Michael Frayn: A Very Private Life (1968)

Edition: Fontana, 1981
Review number: 306

Michael Frayn is so well known today as a playwright that it is strange to realise that he was first a journalist and then a novelist. And his novels are very different from his plays, often being science fiction and written in a whimsical manner. Despite the tone in which it is written, A Very Private Life wants to say some fairly serious things about Western culture in the second half of the twentieth century.

The novel is set a fair way into the future, when humanity has split into two classes, Insiders and Outsiders. Insiders live in sophisticated houses, in which every necessity for life is provided through holovision and drugs - instead of feeling emotions at the whim of nature, when they could distress or embarrass, they take drugs to produce or suppress feelings when their expression is socially desirable. Even their holidays are taken in this way; they never go out of their houses into the real world. Why should they, when the holograms they experience can have the real world's imperfections removed?

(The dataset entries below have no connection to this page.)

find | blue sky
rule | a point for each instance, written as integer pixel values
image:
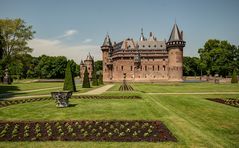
(75, 27)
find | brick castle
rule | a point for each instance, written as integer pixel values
(145, 60)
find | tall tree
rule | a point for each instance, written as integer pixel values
(69, 83)
(86, 81)
(15, 35)
(94, 77)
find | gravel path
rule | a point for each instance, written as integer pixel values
(92, 92)
(99, 90)
(197, 93)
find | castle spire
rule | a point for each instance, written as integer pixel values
(142, 38)
(175, 34)
(107, 41)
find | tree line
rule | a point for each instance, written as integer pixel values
(215, 57)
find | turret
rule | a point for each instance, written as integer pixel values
(107, 50)
(89, 61)
(175, 47)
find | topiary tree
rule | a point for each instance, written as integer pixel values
(69, 83)
(234, 77)
(94, 77)
(86, 81)
(101, 79)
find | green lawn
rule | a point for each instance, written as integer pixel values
(23, 88)
(195, 121)
(182, 87)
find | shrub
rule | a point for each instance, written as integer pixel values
(69, 83)
(94, 78)
(86, 81)
(234, 77)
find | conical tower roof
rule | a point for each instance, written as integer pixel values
(175, 34)
(107, 41)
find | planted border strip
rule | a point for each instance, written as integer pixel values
(13, 102)
(107, 97)
(227, 101)
(85, 130)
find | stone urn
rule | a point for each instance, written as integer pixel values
(62, 98)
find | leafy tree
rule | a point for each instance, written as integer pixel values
(86, 81)
(190, 66)
(51, 67)
(69, 83)
(234, 77)
(98, 65)
(94, 77)
(101, 79)
(15, 35)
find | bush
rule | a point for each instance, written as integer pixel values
(101, 79)
(69, 83)
(86, 81)
(94, 78)
(234, 77)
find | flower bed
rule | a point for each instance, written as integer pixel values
(12, 102)
(227, 101)
(83, 130)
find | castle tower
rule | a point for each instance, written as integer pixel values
(106, 49)
(175, 47)
(89, 61)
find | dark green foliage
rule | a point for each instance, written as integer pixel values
(94, 77)
(190, 66)
(234, 77)
(218, 57)
(86, 81)
(101, 79)
(69, 83)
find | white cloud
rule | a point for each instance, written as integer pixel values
(87, 41)
(58, 48)
(68, 33)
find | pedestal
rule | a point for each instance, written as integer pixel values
(62, 98)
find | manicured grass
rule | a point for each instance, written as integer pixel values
(181, 87)
(28, 89)
(195, 121)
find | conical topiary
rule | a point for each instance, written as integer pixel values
(86, 81)
(234, 77)
(69, 83)
(94, 79)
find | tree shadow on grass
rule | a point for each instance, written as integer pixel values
(7, 91)
(72, 105)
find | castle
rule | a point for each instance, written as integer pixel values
(145, 60)
(88, 63)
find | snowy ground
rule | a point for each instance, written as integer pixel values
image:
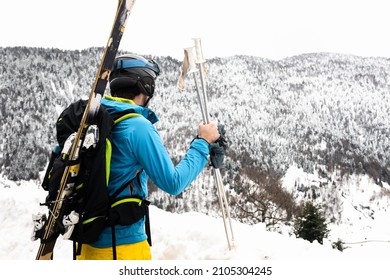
(190, 236)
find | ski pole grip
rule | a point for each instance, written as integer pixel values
(198, 49)
(129, 4)
(191, 60)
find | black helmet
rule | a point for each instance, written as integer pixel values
(133, 70)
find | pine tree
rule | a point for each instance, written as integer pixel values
(311, 224)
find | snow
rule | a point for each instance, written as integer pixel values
(190, 237)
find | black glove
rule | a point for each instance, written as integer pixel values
(217, 154)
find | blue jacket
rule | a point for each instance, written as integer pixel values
(138, 148)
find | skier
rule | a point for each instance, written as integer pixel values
(138, 153)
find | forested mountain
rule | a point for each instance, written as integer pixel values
(321, 112)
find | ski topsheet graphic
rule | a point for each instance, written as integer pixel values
(52, 225)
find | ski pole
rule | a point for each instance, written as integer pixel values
(225, 209)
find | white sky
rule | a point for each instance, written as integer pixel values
(266, 28)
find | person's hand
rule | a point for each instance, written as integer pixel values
(208, 132)
(217, 155)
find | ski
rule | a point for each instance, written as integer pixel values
(52, 225)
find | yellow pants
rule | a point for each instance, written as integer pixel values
(136, 251)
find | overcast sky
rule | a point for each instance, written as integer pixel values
(266, 28)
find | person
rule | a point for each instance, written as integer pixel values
(138, 152)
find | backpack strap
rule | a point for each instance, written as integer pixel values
(118, 117)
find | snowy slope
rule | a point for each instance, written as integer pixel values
(188, 236)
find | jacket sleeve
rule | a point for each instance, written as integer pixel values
(152, 155)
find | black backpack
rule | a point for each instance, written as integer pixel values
(89, 208)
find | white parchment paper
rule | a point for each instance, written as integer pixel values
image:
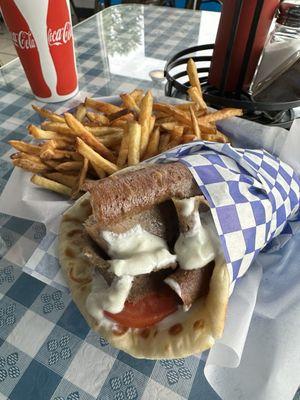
(259, 354)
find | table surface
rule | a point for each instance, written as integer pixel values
(47, 350)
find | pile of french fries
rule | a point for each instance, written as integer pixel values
(101, 138)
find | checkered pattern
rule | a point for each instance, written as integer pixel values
(252, 196)
(46, 349)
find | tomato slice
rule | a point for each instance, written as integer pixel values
(151, 309)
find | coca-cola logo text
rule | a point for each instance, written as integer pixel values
(56, 37)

The Outsiders, by contrast, live among the ruins of less up to date houses, and take on the manual labour of the world. They continue to wear clothes, abandoned by the Insiders, and are thought of as animals by the other class. (In a neat inversion, they wear dark glasses to be considered decent - so that others cannot know what they are thinking.)

Uncumber is brought up as a privileged Insider, but never really fits in. She craves real experience, refusing to take the drugs with her family, switching off the holographic representations of visitors. Eventually, she manages to go Outside, but then finds she cannot fit into Outsider society either.

The clear targets of A Very Private Life are the ways in which modern Western society cuts each one of us off from true human companionship. I once met some people who had worked in West Africa. When talking to a group of Ugandans about life in England, they described shopping in a supermarket. The idea of a building in which you could find all your shopping did not surprise them, for they believed England a land of marvels. They could not believe, however, that it was possible to do all your shopping there without speaking to anyone - and not only was this a fantastic idea, but it was almost immoral in their eyes.

The Insiders do not even experience anything directly; part of their withdrawal from human contact is through the use of holovision and drugs as a substitute for interaction with the potentially unpredictable real world. It is hard not to see this as a comment on the modern TV culture, not to mention the escapist side of drug taking.

How little Frayn approves of these aspects of modern life is shown by one particular incident. After some time outside, Uncumber unwittingly gets involved with a group of criminals; she is put into what is a prison for Outsiders, yet it turns out to be almost identical to the home in which she was brought up.